What was supposed to be a golden opportunity to pad their division lead in a stretch that included struggling opponents like the San Diego Padres and Milwaukee Brewers has instead turned into a season-high seven-game losing skid.
Luckily for the Nats, they'll finally be heading back to D.C. on Sunday night after they try to salvage a win in Milwaukee. But before they do, here are a few thoughts on Saturday night's 6-5 loss to the Brewers:
Gonzalez' struggles continue: Gio Gonzalez' season has started to spiral out of control, and he did nothing on Saturday to stop the bleeding. He allowed six runs on six hits over just three innings of work — his shortest outing of the year and putting the Nats in catch-up mode the rest of the game.
When Gonzalez is struggling, his starts tend to follow a typical script: trouble with command — he registered a walk and two hit batsmen — and bouts with pitch inefficiency. Not only that, but he's no longer throwing his changeup down and away to right handed hitters anymore, instead catching too much of the plate, as was the case in the first inning on Saturday when Chris Carter launched a three-run home run.
It's all added up to an 0-6 record in his last seven outings with an eye-popping 8.44 ERA. Ouch.
Offense can't complete comeback: Though Gonzalez put the Nats down in an early 6-1 hole, they found a way to slowly climb back to make it a 6-5 game by the seventh inning thanks in part to another multi-hit game from both Daniel Murphy and Wilson Ramos. However, as has been in the case over the last week, that big go-ahead knock they needed never came. Washington had chances in each of the last three innings to level the game with the tying run on base, but came up short in each instance.
Unlucky seven: The Nats' seven-game losing streak marks the team's longest skid since the dark days of 2009, a season in which there were four different seven-game slides and the club finished with the worst record in baseball at 59-103. Of course, Washington's come a long way since then. So while this current streak is sparking plenty of doom-and-gloom talk right now, remember that the Nats still own a two-game NL East lead over the New York Mets, who will travel to D.C. for a three-game set starting Monday.

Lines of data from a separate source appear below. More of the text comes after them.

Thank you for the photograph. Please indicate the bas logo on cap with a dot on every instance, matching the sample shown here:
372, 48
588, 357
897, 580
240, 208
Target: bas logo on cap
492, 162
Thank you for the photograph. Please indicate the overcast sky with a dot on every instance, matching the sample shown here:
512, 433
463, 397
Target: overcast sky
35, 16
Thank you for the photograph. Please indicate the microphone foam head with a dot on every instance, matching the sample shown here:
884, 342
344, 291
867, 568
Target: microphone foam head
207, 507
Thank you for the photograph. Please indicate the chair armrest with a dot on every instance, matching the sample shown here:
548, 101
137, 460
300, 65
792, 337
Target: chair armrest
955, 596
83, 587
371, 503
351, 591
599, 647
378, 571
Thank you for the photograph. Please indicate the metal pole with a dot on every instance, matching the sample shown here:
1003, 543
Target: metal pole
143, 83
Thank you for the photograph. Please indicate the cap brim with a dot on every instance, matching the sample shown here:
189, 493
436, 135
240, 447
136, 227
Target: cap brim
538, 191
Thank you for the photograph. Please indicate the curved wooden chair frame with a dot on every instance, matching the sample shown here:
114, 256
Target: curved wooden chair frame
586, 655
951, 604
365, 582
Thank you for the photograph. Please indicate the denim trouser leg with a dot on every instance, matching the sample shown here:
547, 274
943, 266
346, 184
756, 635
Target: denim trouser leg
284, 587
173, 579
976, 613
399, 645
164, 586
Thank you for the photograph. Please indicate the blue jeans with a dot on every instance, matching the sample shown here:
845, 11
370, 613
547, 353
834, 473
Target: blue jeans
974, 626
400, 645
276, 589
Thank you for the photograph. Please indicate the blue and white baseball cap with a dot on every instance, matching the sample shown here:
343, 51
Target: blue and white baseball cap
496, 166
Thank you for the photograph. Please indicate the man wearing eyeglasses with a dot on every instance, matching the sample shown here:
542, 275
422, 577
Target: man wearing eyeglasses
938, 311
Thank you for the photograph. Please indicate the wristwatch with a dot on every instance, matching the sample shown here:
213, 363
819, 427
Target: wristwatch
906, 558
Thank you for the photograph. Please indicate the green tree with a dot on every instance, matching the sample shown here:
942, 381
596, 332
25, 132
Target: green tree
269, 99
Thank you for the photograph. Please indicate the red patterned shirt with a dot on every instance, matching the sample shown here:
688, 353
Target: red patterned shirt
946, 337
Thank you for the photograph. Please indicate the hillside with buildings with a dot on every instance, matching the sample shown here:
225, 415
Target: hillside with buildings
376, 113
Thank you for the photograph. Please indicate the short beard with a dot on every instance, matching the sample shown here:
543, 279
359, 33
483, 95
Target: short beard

Time to be concerned about Strasburg? As if the losing streak wasn't bad enough, Dusty Baker told reporters after Saturday's loss that Stephen Strasburg will miss Sunday's start after feeling continued discomfort in his upper back. The scratch will make it two straight starts that the 27-year-old right hander has missed, so it's fair to wonder just how serious this latest setback might be. Can Tanner Roark be the stopper the Nats desperately need right now?